Id. at 1135 (quotation marks omitted).

In Raich v. Ashcroft, 352 F.3d 1222 (9th Cir. 2003), cert. granted, 124 S.Ct. 2909, 72 (U.S. Jun 28, 2004), a 2-1 panel held that the Controlled Substance Act, to the extent that it criminalized the use of marijuana not purchased nor obtained interstate, was an unconstitutional exercise of power under the Commerce Clause. Wrote Judge Pregerson:

The cultivation, possession, and use of marijuana for medicinal purposes and not for exchange or distribution is not properly characterized as commercial or economic activity. Lacking sale, exchange or distribution, the activity does not possess the essential elements of commerce.
Id. at 1229-30. The Ninth Circuit has been silent on crime and federalism issues post-Raich. But in 2004, the Eleventh Circuit spoke.
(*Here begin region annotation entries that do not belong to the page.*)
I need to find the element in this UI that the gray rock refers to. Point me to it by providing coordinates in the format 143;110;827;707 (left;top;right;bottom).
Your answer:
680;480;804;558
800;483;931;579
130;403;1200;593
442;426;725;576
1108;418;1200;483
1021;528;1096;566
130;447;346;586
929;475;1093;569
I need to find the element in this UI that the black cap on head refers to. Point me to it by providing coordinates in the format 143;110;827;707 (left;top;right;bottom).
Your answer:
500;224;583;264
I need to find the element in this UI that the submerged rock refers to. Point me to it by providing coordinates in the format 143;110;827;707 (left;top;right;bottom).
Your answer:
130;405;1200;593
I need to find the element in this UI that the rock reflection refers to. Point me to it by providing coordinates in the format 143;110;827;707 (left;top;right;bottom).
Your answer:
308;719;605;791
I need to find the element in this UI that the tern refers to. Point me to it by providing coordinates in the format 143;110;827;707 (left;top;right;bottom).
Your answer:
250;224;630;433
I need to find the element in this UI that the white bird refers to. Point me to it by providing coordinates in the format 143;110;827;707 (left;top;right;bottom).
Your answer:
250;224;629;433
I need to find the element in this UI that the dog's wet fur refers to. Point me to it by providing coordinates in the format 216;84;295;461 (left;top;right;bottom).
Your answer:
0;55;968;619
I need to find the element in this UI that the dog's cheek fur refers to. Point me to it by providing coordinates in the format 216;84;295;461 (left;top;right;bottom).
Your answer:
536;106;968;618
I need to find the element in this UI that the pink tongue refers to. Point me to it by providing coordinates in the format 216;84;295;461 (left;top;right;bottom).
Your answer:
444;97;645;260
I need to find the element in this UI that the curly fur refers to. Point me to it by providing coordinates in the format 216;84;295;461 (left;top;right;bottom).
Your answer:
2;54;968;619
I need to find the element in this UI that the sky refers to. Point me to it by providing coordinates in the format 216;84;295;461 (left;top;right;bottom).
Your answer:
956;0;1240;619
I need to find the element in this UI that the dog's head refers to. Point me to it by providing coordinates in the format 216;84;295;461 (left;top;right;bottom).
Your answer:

In United States v. Maxwell, 2004 WL 2191801 (11th Cir., Oct. 1, 2004), a unanimous three-judge panel held that Congress may not criminalize the intrastate possession of child pornography, even if the child pornography is kept on items that moved through interstate commerce. In Maxwell, the defendant kept his child pornography on diskettes that moved through interstate commerce. However, the prosecution could not establish that the pictures on the disks were taken outside of Maxwell's home state - Florida. Thus, the law was unconstitutional as applied to him. Significantly, the panel held that it would not apply the aggregate affects test of Wickard v. Filburn to non-commercial activity.

A couple of weeks ago, in United States v. Smith, No. 03-13639 (11th Cir. Mar. 18, 2005), a different and unanimous three-judge panel affirmed Maxwell's holding, and reviewing for plain error, held that allowing Maxwell-type prosecution would be reversed.

Even though there are over 4,000 federal criminal laws, the circuits have only given us a hand-full of federalism cases in several years. It seems that most circuits do not take Lopez and Morrison seriously.